Biggest Lie – Aliens: Colonial Marines

To think we put this as number 16 on our Most Anticipated Game of the Year List for 2013… I wrote my blurb, pointing out that some of us were “understandably cynical”. After all, this was the studio that brought us Duke Nukem Forever, the game had been delayed constantly, and that the franchise hasn’t had a genuinely decent FPS since Aliens vs Predator 2. As the year properly began, the seams began to unravel. First the Wii U version that had so much potential was cancelled. Then the media campaigns began to ramp up, before finally the revelation that no game reviewing outlet got to play the game before release date, not even the big ones!

It turns out Aliens: Colonial Marines was an unfinished mess of a game that had an awful multiplayer and mindless enemy AI in the campaign. On top of that, the textures looked off. It wasn’t until Jim Sterling of Destructoid even put out a PSA saying that the game he saw in preview builds was not in the finished product that it dawned on everyone what had happened. Heck, merely grabbing an image representative of the final product was difficult as the internet has been plastered with the promotional material that left such a sour taste in people’s mouths!

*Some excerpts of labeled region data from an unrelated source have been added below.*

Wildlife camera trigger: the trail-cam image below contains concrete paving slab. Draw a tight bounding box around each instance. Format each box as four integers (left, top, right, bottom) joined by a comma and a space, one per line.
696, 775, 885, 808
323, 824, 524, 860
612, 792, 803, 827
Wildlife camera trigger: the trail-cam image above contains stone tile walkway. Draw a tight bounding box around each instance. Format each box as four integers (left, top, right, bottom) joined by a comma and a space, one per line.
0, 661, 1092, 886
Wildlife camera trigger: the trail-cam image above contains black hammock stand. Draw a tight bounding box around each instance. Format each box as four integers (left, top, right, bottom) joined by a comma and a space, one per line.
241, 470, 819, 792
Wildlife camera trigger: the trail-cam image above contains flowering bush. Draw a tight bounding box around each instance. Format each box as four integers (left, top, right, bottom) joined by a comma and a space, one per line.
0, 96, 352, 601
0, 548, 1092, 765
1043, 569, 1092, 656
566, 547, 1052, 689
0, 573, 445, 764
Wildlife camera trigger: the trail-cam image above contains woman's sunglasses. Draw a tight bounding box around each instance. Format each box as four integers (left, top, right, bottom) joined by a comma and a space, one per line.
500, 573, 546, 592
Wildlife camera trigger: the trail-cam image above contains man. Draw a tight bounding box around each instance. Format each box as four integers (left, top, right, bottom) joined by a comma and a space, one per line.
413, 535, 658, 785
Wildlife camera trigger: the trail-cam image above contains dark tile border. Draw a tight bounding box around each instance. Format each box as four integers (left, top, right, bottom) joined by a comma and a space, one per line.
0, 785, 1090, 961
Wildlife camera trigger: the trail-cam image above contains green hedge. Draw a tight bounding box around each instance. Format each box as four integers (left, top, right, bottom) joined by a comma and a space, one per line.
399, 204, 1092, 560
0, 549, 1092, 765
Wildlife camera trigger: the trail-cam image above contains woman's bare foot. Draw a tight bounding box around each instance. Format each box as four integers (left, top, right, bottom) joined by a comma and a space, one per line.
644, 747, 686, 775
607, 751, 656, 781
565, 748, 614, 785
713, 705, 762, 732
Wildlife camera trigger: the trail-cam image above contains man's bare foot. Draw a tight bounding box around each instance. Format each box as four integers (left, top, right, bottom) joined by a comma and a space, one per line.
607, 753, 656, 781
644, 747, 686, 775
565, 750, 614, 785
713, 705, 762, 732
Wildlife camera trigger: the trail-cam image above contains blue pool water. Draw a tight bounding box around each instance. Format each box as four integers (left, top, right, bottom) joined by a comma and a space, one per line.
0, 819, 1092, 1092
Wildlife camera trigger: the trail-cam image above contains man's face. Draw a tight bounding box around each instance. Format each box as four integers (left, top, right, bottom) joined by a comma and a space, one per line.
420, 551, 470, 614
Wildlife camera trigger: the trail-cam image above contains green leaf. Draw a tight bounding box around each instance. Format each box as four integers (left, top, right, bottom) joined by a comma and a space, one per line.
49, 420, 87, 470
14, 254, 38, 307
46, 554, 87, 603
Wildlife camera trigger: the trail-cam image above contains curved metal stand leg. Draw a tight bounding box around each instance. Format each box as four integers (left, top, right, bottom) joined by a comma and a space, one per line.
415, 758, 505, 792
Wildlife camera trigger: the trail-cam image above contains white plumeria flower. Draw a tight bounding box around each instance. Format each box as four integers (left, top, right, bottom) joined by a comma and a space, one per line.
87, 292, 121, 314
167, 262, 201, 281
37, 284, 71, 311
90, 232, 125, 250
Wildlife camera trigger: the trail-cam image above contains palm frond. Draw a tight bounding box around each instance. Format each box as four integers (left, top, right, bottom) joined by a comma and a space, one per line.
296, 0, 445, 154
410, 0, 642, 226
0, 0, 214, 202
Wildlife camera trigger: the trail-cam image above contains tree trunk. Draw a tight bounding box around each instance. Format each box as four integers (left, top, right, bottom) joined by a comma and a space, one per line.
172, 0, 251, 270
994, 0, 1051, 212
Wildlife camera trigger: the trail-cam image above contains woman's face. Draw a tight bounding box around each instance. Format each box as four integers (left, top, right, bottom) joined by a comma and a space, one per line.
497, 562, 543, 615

Gearbox had pulled a fast one, bringing out a rushed FPS experience at full price that was not represented by any preview build sent to the media. What initially looked brilliant on screenshots and gameplay footage turned out to be designed for the press to promote the game.

So how come this didn’t isn’t the most disappointing game of 2013? Well…

Most Disappointing Game of the Year – SimCity

Oh EA… You promised so much when you announced SimCity. When it was announced that the game would require an internet connection to run, you told us that you weren’t going to make the same mistakes Blizzard did with Diablo III.

Then it launched.

It must be tough for EA to realise that those “measures” they put in place didn’t work. Not only did it break, but it also pointed to some of the flaws in EA’s Origin service. But there was worse to come. You see, they had made the multiplayer nature of the game mandatory, meaning that players built neighbouring cities in order to cooperate. Yet somehow you weren’t able to lock them down to friends, meaning anyone could come and build a city that drags the others down. On top of that, the space you were given was woeful compared to past SimCity games.

There were also bugs galore, but it was the constant disconnections at launch that sealed its fate. EA tried to appease the masses by giving away free swag, but for many this wasn’t going to make it up to them. They’d already been betrayed.

But was this the worst game of the year? Not even close!

Worst Game of the Year 2013 – Ride to Hell: Retribution

Apparently this game had been in development limbo for quite some time, 2013 was the year this turd rolled in on its faeces covered hog. Ride to Hell: Retribution is a game where you were a biker in the 1950s with a questionable past, attempting to avenge the biker’s brother after he is brutally (hilariously) murdered. Eyebrows are raised when the first thing you do is a short turret section that is disconnected from the rest of the game. Lack of sound effects in odd places, combined with horrendously bad voice acting in cut scenes was also worth a sigh of disappointment. Gameplay is so bland and uninteresting that it has no sense of challenge. So how does this get bottom honours?

Well if all the above wasn’t bad enough, it is also one of those games. You know, the ones where they put in badly rendered characters rutting against each other fully clothed! Saving a prostitute from a man trying to have sex with her, then being repaid by grinding each other fully clothed was bad enough; but when the very next woman asks you to get something from her deadbeat husband, then proceeds to hump you while still wearing her jumpsuit, you know this is a terrible game.

I’d also say that Day One: Garry’s Incident also qualifies, but that is just a terrible game with controversy surrounding its release. Ride to Hell: Retribution not only offends in terms of the intentionally controversial content, but offends me more by being existing. The funniest and perhaps also most tragic thing is that the company behind it wanted this to become a franchise. How sorely were they mistaken!